My rating: 4 of 5 stars

It was a 3.5 read for me but I rounded up because I did enjoy it and for an amateur sleuth mystery it didn’t contain any of my personal ‘nopes.’ Fenella, a history professor, has inherited her aunt’s flat in the city of Douglas on the Isle of Man. She’s left her old life behind giving up her job and the lackluster relationship with Jack going on the theory Aunt Mona has left her enough money to get by on. She wants a new life and maybe write a history book or three. I found that an iffy premise, more like wish fulfillment (especially giving up a hard to get teaching job and going to a country she’s not been to since she was a child).

Instead she finds the body of Alan Collins, unscrupulous philandering
real estate agent who tried to buy her aunt’s place. At first I didn’t quite like Fenella who seemed like a cold fish more worried about her groceries getting wet than the dead body. I did warm up to her though and liked that she was forty-eight instead of the usual twenty-five.

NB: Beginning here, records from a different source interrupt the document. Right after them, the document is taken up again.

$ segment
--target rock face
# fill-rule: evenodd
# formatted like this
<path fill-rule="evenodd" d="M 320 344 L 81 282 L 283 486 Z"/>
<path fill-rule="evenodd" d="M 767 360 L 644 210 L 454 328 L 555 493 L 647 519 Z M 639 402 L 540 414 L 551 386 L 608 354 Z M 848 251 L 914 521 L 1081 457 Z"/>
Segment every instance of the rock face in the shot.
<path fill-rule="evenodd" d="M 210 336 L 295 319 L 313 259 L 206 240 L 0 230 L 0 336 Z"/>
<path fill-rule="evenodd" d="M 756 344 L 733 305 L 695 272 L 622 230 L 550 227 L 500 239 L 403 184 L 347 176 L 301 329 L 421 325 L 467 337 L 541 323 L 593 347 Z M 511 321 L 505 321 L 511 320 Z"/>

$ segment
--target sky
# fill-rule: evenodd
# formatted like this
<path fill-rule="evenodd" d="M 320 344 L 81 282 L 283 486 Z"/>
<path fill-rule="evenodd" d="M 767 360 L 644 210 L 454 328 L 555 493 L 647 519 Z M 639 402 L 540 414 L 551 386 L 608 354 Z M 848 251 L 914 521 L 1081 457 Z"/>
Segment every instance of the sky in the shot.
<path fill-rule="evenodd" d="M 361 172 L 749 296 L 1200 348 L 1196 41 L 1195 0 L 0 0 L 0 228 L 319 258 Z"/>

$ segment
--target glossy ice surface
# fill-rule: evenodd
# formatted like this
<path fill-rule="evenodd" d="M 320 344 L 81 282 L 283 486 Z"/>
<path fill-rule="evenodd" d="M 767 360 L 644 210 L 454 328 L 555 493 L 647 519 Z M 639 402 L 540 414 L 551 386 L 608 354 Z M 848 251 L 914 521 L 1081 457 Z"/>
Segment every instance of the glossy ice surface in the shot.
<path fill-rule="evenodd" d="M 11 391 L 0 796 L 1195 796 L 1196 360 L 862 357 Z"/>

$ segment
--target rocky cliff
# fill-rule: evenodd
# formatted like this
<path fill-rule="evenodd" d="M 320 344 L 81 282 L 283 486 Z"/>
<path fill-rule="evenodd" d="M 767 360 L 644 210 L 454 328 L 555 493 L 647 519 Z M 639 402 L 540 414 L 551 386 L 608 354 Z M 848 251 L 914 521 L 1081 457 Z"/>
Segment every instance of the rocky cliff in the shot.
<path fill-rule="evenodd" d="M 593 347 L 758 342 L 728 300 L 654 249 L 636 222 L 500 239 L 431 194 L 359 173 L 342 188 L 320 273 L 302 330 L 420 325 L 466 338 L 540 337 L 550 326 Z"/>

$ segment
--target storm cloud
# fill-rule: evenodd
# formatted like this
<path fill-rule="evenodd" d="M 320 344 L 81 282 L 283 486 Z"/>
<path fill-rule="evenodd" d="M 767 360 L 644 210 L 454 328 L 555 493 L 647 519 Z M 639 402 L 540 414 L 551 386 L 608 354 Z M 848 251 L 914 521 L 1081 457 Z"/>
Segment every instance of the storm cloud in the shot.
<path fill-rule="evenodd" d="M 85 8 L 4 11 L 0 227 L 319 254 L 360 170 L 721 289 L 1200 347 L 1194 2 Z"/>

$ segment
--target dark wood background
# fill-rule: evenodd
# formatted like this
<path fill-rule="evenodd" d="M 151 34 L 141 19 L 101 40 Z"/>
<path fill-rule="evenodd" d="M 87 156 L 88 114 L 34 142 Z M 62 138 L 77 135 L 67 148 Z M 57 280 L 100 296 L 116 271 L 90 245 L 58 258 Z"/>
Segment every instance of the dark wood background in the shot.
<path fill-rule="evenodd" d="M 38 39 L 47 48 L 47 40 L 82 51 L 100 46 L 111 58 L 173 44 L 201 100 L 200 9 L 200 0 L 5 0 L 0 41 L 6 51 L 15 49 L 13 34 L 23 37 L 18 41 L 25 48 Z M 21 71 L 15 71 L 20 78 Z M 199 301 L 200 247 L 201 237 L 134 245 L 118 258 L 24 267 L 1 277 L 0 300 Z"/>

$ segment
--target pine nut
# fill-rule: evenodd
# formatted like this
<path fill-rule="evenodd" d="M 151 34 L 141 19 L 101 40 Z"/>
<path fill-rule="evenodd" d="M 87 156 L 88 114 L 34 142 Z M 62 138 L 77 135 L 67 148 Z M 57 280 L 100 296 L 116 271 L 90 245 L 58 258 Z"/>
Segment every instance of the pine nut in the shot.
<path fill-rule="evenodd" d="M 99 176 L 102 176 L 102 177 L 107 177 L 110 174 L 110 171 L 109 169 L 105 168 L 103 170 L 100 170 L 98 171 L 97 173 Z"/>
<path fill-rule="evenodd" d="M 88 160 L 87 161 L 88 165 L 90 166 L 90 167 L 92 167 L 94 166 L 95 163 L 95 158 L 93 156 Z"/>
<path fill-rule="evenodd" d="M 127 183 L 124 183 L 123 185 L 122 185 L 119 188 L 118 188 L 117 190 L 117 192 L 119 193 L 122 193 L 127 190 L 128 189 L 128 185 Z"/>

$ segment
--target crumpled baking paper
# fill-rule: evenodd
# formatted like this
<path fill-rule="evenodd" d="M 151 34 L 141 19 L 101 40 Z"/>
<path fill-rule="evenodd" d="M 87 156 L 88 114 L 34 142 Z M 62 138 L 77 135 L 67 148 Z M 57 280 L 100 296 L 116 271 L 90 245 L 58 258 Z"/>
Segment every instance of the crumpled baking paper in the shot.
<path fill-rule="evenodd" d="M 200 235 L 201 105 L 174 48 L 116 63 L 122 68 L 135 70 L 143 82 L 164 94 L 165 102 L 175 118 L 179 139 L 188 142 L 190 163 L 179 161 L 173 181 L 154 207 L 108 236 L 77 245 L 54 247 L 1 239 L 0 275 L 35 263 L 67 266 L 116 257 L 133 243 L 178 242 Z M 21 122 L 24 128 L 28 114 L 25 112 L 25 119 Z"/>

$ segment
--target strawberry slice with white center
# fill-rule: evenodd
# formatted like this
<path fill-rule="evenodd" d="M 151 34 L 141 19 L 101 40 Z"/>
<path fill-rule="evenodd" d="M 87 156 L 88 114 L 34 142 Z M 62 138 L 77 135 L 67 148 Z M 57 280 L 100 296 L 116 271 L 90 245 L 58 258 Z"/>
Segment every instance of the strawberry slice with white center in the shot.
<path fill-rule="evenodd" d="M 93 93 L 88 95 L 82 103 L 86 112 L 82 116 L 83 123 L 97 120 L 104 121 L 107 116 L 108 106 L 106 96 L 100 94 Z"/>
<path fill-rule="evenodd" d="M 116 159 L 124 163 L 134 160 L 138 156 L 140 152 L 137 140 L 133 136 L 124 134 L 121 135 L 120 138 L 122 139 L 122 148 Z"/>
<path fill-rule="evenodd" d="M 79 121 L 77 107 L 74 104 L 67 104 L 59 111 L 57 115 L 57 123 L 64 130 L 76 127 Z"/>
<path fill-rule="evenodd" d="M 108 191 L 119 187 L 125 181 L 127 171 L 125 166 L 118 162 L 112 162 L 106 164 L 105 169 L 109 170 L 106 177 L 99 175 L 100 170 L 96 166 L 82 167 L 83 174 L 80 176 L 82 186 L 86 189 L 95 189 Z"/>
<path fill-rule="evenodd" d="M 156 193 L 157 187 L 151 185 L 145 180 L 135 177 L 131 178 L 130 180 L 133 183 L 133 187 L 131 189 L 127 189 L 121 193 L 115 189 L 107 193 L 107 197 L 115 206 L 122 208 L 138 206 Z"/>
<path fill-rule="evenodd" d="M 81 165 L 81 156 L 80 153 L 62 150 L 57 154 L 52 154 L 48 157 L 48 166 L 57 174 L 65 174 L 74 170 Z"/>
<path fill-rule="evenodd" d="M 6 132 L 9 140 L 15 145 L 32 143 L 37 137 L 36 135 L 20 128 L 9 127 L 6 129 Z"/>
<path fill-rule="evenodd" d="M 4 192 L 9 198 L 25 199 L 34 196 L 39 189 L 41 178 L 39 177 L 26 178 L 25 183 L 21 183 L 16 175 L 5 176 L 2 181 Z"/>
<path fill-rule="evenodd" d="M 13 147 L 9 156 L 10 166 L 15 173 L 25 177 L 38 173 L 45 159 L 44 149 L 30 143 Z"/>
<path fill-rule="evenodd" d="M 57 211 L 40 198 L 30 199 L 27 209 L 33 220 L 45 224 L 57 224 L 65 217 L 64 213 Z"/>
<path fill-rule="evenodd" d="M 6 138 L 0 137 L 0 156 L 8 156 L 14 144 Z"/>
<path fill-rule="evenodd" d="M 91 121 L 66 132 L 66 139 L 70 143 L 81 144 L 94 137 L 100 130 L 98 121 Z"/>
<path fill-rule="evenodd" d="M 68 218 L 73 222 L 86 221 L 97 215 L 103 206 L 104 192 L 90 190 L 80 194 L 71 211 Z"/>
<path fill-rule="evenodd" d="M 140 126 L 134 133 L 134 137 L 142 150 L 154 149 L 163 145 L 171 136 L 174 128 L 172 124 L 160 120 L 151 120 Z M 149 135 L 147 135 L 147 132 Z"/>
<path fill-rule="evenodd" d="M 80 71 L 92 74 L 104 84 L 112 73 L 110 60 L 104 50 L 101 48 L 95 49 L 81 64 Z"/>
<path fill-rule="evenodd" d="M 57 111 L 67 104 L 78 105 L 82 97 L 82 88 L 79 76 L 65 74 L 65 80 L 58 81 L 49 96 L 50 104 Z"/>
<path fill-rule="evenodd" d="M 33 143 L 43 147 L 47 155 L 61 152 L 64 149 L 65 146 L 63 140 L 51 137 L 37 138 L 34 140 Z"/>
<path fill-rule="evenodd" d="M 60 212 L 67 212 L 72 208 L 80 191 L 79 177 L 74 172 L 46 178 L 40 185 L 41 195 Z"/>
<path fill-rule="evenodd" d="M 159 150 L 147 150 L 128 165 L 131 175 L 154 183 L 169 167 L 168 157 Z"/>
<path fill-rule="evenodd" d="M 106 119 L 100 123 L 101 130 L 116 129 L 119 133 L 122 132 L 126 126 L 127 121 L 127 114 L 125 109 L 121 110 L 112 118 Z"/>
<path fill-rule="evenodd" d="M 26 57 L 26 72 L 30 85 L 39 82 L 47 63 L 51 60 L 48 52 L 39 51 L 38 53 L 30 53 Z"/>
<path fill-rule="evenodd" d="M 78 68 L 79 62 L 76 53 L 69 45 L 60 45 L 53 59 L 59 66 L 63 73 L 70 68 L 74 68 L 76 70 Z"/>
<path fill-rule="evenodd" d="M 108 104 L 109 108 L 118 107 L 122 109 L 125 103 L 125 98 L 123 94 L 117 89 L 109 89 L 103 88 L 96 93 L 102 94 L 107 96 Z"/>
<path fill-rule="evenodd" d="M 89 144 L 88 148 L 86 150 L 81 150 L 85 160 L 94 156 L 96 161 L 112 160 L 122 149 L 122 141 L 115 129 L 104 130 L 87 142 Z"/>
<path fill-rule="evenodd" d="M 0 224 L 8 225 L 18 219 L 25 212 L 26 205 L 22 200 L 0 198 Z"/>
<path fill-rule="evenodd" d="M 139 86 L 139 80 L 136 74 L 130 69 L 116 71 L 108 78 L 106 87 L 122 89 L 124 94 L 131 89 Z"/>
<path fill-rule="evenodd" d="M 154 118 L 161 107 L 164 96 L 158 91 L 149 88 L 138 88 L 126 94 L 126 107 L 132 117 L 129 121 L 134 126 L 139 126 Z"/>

Fenella has no plans of investigating the murder but the ghost of Aunt Mona has other ideas. Mona appears real as life and talks to her all the time in this mystery (if that sort of paranormal thing bugs you.)

There’s also a bit of a love quadrangle between Fenella and Inspector Robertson and Peter, the guy next door, and the wealthy bad boy, Donald, who worked with the dead guy and his partner, Potter. It’s not really over done but it was a tad distracting. Fenella isn’t really looking for a man but Aunt Mona is pushing it (Mona liked the lads back in the day).

The mystery was good. I wanted a bit more of the feeling of the island but over all, it was a good read and not too unbelievable. At least Fenella ignores Aunty’s suggestion that she be bait to lure out the killer. I’ve seen cozies where the sleuth would have jumped at the chance.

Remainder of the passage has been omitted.